Вот Генрих зашевелился, стал подергиваться, пускать пузыри, будто зверь морской. Я подошел к нему, взял его за руку.
— Геродот, — прошептал он, — пишет об одной армии, которая воевала вдали от дома аж двадцать восемь лет. Когда воины вернулись домой, оказалось, что их не пускают дальше городских ворот. Их жены, видишь ли, вышли замуж за их же рабов. Выросло новое поколение и захватило власть. И детям рабов видеть, как хозяева их отцов возвращаются домой, совершенно не хотелось. День за днем старая армия штурмовала город. День за днем дети рабов отбрасывали их назад. В конце концов старый матерый генерал сказал: «Если мы и дальше будем нападать на них с мечами и копьями, они сочтут себя нашей ровней и будут по-прежнему отбрасывать нас назад. Мы должны пойти на них с кнутами». Так они и сделали. И дети рабов, увидев, что хозяева их отцов идут на городские стены с плетьми и кнутами, бежали.
Рука Генриха безжизненно сползла с покрывала. Я подумал, что это был знак — последний спазм мускулатуры, отмашка к смерти. Но он всего лишь поскреб большим пальцем одеяло. Чесотка, скука, даже сейчас.
— На самом деле мне всегда больше нравились мандарины, — сказал Генрих, повернулся к дюнам на стене и умер.
— Снято! — донесся из темноты голос Трубайта. — Вот это была бомба.
Кто-то уже поспешил накрыть лицо Генриха простыней. Философ ползал на коленях, собирая с пола остатки своих зубов.
— Так что там у Голдфарба? — спросил я его.

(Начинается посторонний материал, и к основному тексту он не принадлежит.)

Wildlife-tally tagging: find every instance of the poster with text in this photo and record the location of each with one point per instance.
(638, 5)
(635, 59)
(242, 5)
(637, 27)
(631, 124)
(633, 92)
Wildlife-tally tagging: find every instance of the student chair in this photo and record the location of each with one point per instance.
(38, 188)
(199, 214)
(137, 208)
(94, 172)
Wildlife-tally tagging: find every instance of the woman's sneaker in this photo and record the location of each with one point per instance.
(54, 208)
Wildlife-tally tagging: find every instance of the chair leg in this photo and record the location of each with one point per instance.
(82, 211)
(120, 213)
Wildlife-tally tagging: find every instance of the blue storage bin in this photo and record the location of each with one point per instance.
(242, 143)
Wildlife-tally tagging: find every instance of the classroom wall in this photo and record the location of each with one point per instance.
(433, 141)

— Клафгеры, — прошамкал он разбитым ртом.
— А, ну тебе я верю.
— Фему ты верифь?
Землекоп и я рыли могилу на рассвете. Мы выкопали ее недалеко от груды камней за ангаром. Облака были цвета наших лопат. Похоже, Землекоп под своей лыжной маской очень мучился.
— Почему бы тебе не снять эту дрянь? — спросил я.

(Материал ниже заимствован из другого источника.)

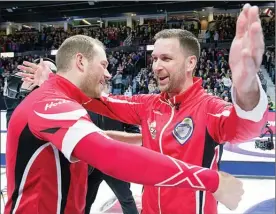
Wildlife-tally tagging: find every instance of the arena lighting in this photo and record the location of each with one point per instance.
(54, 52)
(7, 54)
(150, 47)
(86, 22)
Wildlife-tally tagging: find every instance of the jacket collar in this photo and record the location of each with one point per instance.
(189, 94)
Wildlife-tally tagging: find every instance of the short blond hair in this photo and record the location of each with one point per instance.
(72, 46)
(188, 40)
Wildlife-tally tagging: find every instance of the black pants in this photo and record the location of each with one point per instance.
(120, 188)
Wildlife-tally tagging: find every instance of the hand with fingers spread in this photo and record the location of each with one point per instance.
(245, 57)
(34, 73)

Он уставился на меня сквозь прорези.
Остальные стояли кольцом вокруг. Трубайт, Десмонд, Уоррен, Дитц, все жители «Царств», десятки их едва не плавились на жаре. Философ сидел чуть поодаль, его рот был забит марлей.
Укрытого стеганым покрывалом Генриха вынесли на обшарпанной доске для скейтборда. Пара новеньких четвертаков, выпущенных на память о присуждении Нью-Джерси статуса штата, покоилась на его веках.
— Монеты темных царств, — сказал Десмонд.
Генриха опустили в яму.
— И все? — спросила Рени.
— А чего еще? — сказал Трубайт.
— Когда умерла моя собака, — сказал Уоррен, — мы хоронили ее точно так же. Ну, бросили еще вещи, которые напоминали нам о ней. Ну, там, собачьи игрушки, косточки, сочинения, в которых я ее упоминал.
— О, это так прекрасно, — сказала девушка с радикальным бальзамом.